Chiu Kuo-cheng told reporters ahead of a parliamentary hearing that the island possessed the necessary countermeasures to withstand Beijing’s “gray-zone” war of attrition involving all measures short of armed conflict.
His comments came after Taiwan’s air force scrambled interceptors to head off 27 People’s Liberation Army (PLA) aircraft in its surrounding skies on Sunday. The fleet included J-10, J-11 and J-16 fighter aircraft as well as H-6 nuclear-capable bombers. It also marked the first appearance of a Y-20 refueling tanker, which traveled from the southwest to the southeast of the island.
Taiwan’s defense chief said the current state of affairs with regard to the PLA were “particularly severe—it almost never stops.” “The aim, invariably, is to slowly wear [us] out,” he added.
“They want to demonstrate they have this capability,” Chiu said. “Our armed forces are demonstrating […] we have the capacity to counter it.”
Taipei has reported increasingly regular PLA sorties into the southwest corner of its ADIZ, a type of self-declared airspace that extends beyond territorial boundaries, used for the identification of approaching civilian and military aircraft. Neighboring China, Japan and South Korea all have established their own ADIZs, which are not regulated under international law.

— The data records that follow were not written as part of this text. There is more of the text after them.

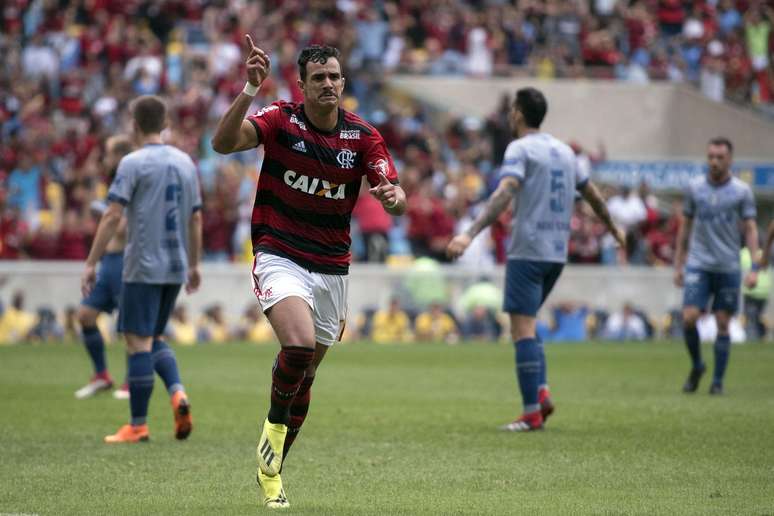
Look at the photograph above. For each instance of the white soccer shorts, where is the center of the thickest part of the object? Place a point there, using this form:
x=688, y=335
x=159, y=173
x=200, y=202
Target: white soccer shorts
x=276, y=278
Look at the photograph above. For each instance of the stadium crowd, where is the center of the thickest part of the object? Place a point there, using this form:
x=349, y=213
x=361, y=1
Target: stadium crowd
x=71, y=68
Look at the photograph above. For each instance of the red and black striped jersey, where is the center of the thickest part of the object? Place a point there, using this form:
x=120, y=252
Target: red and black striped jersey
x=309, y=183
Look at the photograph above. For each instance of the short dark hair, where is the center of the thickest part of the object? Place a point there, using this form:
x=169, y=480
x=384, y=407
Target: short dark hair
x=150, y=113
x=316, y=54
x=722, y=140
x=532, y=104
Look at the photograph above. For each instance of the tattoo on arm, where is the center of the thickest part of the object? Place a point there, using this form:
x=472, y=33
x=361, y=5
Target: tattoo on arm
x=494, y=206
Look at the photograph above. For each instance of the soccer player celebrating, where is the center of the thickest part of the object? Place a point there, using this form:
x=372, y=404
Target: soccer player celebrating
x=315, y=157
x=542, y=175
x=104, y=297
x=717, y=208
x=159, y=188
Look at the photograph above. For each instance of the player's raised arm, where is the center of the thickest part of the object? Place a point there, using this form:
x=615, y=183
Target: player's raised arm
x=594, y=198
x=499, y=200
x=681, y=251
x=234, y=133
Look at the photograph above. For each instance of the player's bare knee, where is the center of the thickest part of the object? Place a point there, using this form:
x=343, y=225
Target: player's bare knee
x=87, y=317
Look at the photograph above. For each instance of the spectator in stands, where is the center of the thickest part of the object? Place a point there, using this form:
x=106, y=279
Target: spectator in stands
x=628, y=211
x=436, y=325
x=625, y=325
x=74, y=238
x=68, y=73
x=71, y=326
x=180, y=328
x=16, y=323
x=392, y=325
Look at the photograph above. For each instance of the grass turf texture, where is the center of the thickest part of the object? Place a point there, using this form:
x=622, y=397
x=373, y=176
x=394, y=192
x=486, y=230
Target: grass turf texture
x=399, y=430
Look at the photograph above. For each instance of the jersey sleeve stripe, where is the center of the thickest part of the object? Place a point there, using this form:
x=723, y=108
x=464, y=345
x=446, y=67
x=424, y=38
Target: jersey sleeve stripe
x=318, y=153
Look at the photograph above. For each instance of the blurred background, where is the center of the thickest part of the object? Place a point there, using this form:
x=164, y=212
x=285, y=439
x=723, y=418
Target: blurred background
x=635, y=87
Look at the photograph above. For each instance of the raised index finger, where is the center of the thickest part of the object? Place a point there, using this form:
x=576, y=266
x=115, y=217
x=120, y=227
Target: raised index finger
x=250, y=43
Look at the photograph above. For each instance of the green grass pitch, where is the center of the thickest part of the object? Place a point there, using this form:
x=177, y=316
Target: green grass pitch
x=399, y=430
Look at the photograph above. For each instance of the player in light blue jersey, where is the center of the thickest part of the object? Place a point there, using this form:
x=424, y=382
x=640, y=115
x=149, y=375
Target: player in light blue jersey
x=719, y=212
x=105, y=295
x=541, y=175
x=157, y=186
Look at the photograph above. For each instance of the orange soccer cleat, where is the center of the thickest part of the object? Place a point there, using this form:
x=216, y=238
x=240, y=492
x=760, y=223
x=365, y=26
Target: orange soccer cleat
x=129, y=434
x=181, y=408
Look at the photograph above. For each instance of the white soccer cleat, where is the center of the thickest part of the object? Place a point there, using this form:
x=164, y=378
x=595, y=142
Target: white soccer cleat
x=93, y=387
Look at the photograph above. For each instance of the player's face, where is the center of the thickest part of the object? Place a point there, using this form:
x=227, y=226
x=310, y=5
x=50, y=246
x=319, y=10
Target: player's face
x=719, y=160
x=324, y=83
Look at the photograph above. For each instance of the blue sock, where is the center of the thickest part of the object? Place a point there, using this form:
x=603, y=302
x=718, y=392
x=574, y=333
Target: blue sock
x=543, y=380
x=693, y=345
x=528, y=371
x=140, y=386
x=722, y=350
x=165, y=364
x=92, y=339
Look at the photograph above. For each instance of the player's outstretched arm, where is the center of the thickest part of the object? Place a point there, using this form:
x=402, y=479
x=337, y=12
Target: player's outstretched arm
x=498, y=201
x=108, y=225
x=234, y=133
x=594, y=198
x=194, y=252
x=767, y=246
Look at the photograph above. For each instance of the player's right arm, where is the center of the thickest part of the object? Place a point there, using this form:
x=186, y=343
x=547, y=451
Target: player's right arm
x=105, y=232
x=234, y=133
x=594, y=198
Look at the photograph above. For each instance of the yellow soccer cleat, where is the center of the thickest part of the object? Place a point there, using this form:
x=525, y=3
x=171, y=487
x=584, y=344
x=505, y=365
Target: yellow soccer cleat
x=273, y=493
x=270, y=447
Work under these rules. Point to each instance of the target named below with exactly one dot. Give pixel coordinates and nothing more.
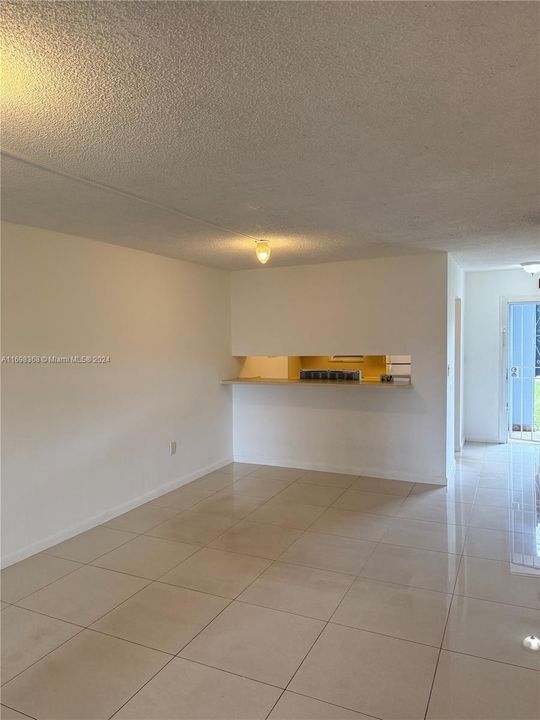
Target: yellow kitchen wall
(264, 366)
(283, 366)
(373, 365)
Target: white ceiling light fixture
(531, 267)
(262, 250)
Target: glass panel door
(524, 371)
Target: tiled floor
(259, 592)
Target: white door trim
(503, 361)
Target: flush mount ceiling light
(531, 642)
(262, 250)
(531, 267)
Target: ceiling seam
(118, 191)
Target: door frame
(503, 361)
(458, 374)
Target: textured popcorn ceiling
(335, 130)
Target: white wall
(376, 306)
(456, 289)
(483, 363)
(81, 443)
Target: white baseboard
(391, 474)
(487, 441)
(99, 519)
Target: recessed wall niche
(367, 368)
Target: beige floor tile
(267, 541)
(444, 493)
(369, 673)
(83, 596)
(27, 576)
(448, 512)
(238, 470)
(212, 482)
(10, 714)
(296, 589)
(193, 527)
(89, 677)
(496, 482)
(255, 642)
(141, 518)
(261, 487)
(497, 497)
(499, 544)
(378, 503)
(275, 472)
(498, 581)
(398, 610)
(91, 544)
(183, 498)
(317, 477)
(187, 691)
(299, 707)
(27, 637)
(309, 494)
(147, 557)
(225, 502)
(217, 572)
(286, 514)
(329, 552)
(495, 518)
(162, 617)
(492, 631)
(400, 488)
(362, 526)
(469, 688)
(412, 566)
(425, 535)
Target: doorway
(523, 371)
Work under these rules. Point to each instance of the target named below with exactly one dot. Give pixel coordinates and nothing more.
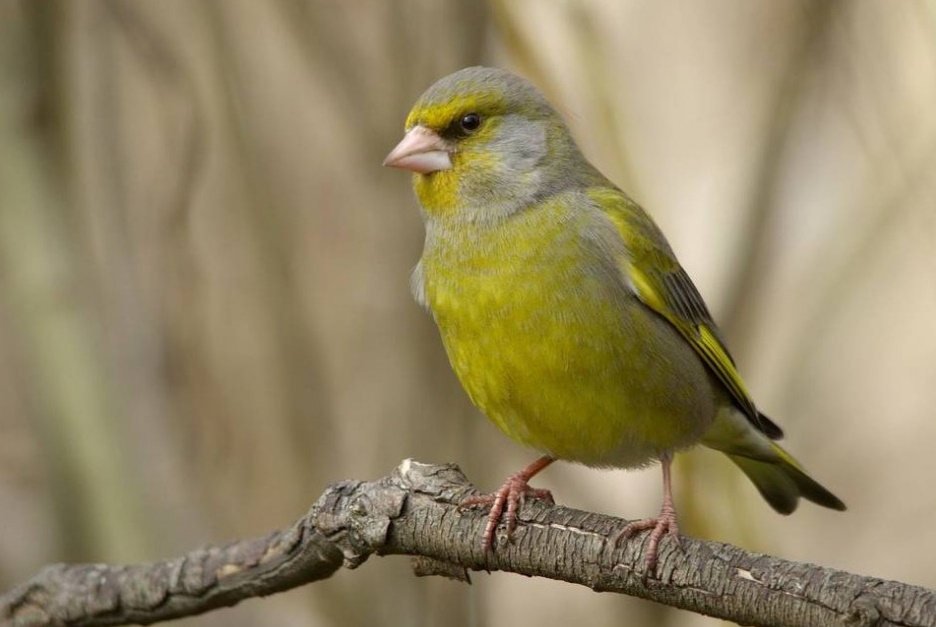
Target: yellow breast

Taiwan’s Defense Ministry began publicly reporting ADIZ incursions in September 2020, before revealing that there had been around 380 PLA sorties throughout the whole of last year. Taiwan does not report the equally frequent U.S. Navy and U.S. Air Force aircraft that appear daily in its surrounding skies—mostly for the purposes of conducting reconnaissance on Chinese forces.
With Taiwan reporting an additional four ADIZ intrusions on Tuesday, November closes as the second-busiest month on record with 168 Chinese military flights. Analysis of publicly available data shows there have been 886 PLA sorties this year—more than double 2020’s figure—and 1,056 flights since records began last September.
Asked on Monday about the recent spike in Chinese military activity, Taiwanese Foreign Minister Joseph Wu told lawmakers: “We will never bow to the Chinese pressure. Never. Never. Never.”
The administration of President Joe Biden, and former President Donald Trump before him, have quietly signaled military support for Taiwan in their own way. In the final year of the Trump administration, U.S. Navy destroyers made 13 passages through the Taiwan Strait, drawing sharp condemnation from China each time.
The Biden administration has sanctioned 11 Taiwan Strait transits this year, most recently by the Arleigh Burke-class guided-missile destroyer USS Milius last week, just days after Biden’s 3.5-hour summit with Chinese leader Xi Jinping.